She pushed back on her chair, agitated. She needed to move, do something. Thrusting her hands into her jean pockets, she felt the pack of cigarette's and remembered her conversation with Remy. She needed to learn not to be stupid, it was something she agreed wholeheartedly with him on. She chewed her gum silently for a minute, fingers brushing over the packet as she thought about what he'd asked her seriously.
"I'm selfish but I ain't a son of a bitch." she said finally. "She fucked up, same as me. I shouldn't be usin' that as justification of what I did though."
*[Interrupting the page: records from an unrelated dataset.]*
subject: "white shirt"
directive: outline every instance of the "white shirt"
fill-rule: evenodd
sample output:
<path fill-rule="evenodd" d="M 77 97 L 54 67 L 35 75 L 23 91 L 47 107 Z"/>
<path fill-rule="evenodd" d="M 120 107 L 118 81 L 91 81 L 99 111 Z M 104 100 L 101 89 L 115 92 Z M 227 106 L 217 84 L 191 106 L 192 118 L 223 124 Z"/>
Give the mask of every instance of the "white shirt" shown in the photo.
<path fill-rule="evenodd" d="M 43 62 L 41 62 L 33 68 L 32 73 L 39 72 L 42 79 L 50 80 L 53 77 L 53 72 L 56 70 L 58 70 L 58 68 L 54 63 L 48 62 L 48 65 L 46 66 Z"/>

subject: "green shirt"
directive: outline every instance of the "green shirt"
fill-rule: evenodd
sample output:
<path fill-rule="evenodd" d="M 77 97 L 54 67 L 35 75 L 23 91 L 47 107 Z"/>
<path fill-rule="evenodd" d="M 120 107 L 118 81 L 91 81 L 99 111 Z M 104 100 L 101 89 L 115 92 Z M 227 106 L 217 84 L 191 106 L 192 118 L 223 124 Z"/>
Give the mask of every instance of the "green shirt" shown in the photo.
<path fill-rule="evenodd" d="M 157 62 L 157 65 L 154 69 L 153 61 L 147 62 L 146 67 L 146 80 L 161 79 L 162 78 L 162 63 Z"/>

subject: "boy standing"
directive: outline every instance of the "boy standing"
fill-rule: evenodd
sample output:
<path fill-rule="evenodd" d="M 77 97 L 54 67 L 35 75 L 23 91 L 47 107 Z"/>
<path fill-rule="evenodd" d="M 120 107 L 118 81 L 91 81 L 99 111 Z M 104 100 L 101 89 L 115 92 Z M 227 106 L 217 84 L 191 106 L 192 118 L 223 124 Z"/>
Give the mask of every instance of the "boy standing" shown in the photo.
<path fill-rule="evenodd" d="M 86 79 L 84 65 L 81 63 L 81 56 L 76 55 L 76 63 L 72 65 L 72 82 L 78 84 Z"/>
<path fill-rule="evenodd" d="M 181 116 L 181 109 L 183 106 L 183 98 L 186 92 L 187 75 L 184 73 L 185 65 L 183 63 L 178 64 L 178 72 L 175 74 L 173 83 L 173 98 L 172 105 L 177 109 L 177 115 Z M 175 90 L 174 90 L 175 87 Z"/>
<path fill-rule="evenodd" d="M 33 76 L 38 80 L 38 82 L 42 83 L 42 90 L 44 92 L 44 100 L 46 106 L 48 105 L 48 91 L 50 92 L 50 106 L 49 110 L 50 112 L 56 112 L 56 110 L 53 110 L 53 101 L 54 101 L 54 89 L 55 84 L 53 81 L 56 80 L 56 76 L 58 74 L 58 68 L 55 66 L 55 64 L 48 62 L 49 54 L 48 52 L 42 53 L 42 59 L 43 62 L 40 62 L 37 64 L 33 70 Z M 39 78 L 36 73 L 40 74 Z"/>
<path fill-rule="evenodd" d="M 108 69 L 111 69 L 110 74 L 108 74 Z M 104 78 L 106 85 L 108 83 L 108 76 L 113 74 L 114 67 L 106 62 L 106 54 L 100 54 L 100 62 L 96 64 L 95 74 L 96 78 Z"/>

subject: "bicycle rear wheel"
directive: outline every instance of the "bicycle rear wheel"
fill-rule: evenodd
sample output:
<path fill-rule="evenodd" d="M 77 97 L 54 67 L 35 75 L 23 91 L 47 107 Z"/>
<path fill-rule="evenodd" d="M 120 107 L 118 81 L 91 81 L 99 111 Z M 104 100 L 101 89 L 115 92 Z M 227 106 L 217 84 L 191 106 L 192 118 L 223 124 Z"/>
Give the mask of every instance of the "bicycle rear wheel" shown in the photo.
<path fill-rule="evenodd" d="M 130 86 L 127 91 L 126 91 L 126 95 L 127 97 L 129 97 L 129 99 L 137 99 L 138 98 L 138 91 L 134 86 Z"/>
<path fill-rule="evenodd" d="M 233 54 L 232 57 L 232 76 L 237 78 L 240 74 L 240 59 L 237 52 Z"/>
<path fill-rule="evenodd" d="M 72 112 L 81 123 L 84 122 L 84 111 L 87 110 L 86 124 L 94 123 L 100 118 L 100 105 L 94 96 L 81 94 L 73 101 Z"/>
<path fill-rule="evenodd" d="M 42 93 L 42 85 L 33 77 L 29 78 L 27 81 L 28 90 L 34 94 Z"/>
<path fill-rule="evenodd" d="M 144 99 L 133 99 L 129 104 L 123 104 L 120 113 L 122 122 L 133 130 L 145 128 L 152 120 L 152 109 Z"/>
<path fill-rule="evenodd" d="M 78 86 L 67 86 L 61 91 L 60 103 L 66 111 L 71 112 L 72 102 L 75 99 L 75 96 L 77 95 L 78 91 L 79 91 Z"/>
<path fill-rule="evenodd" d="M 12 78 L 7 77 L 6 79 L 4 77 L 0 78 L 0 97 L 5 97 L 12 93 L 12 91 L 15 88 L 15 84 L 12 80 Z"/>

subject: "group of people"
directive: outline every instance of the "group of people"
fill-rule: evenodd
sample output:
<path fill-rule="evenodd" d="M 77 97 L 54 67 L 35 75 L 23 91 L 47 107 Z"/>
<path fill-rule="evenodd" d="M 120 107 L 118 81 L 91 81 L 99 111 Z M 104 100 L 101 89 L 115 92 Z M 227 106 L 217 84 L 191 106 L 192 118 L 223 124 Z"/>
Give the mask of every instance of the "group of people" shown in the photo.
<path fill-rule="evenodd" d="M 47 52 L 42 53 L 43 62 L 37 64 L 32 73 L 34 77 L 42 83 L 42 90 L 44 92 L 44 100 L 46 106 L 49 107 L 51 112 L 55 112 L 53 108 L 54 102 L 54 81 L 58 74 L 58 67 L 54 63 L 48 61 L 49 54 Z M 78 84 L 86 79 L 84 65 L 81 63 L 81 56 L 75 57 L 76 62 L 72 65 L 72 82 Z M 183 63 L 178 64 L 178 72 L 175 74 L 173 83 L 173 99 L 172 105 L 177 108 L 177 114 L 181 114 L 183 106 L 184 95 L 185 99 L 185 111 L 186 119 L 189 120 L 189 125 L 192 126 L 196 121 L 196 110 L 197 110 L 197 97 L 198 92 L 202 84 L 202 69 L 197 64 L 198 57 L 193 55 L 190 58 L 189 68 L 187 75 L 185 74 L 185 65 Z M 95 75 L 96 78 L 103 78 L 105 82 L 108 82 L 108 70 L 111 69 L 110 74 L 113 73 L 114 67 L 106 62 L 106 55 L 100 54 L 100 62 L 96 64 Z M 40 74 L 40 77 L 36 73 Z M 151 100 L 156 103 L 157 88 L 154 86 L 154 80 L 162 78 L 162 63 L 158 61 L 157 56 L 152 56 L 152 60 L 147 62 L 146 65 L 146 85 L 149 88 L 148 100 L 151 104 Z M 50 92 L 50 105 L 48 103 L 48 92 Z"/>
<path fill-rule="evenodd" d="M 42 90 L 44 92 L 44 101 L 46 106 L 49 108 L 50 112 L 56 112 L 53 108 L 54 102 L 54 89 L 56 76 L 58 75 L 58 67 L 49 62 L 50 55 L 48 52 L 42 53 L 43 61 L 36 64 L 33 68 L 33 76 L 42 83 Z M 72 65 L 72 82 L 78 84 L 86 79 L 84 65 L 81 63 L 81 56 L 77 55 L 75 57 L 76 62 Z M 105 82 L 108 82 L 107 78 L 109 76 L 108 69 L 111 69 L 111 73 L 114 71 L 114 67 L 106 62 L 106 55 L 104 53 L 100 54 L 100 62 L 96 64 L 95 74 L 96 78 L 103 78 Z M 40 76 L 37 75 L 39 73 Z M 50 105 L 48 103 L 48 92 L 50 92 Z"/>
"No, you shouldn't," Nathan said simply. "Let's play what-if for a minute - what if you hadn't had that discussion about turf with her the first night she was here? What did that lead to, with the two of you?"
Jubilee sighed, she'd long regretted the words she'd said that night. Maybe if she'd kept her mouth shut, gotten to know Amanda better. Well, maybe they would have found out they had a lot in common and there wouldn't have been all the unforgivable things between them.
"We might have been friends, if I hadn't opened my big mouth and made a big deal of myself. We wouldn't have snarked at each other so much, and she'd never have threatened me about the scars. You don't get all defensive when someone ya trust sees somethin' like that, do ya? And I wouldn't have felt like I needed to find out about them. And the stuff with Manny. Lot's of stuff wouldn't have happened, Nate. You don't think I ain't thought about that? But she won't even fuckin' talk to me anymore, s'not like I can change things now. Shit, even if I'd just apologised afterwards, maybe then. But she just, she knew every button ta push and so did I and we just couldn't stop pushin' them."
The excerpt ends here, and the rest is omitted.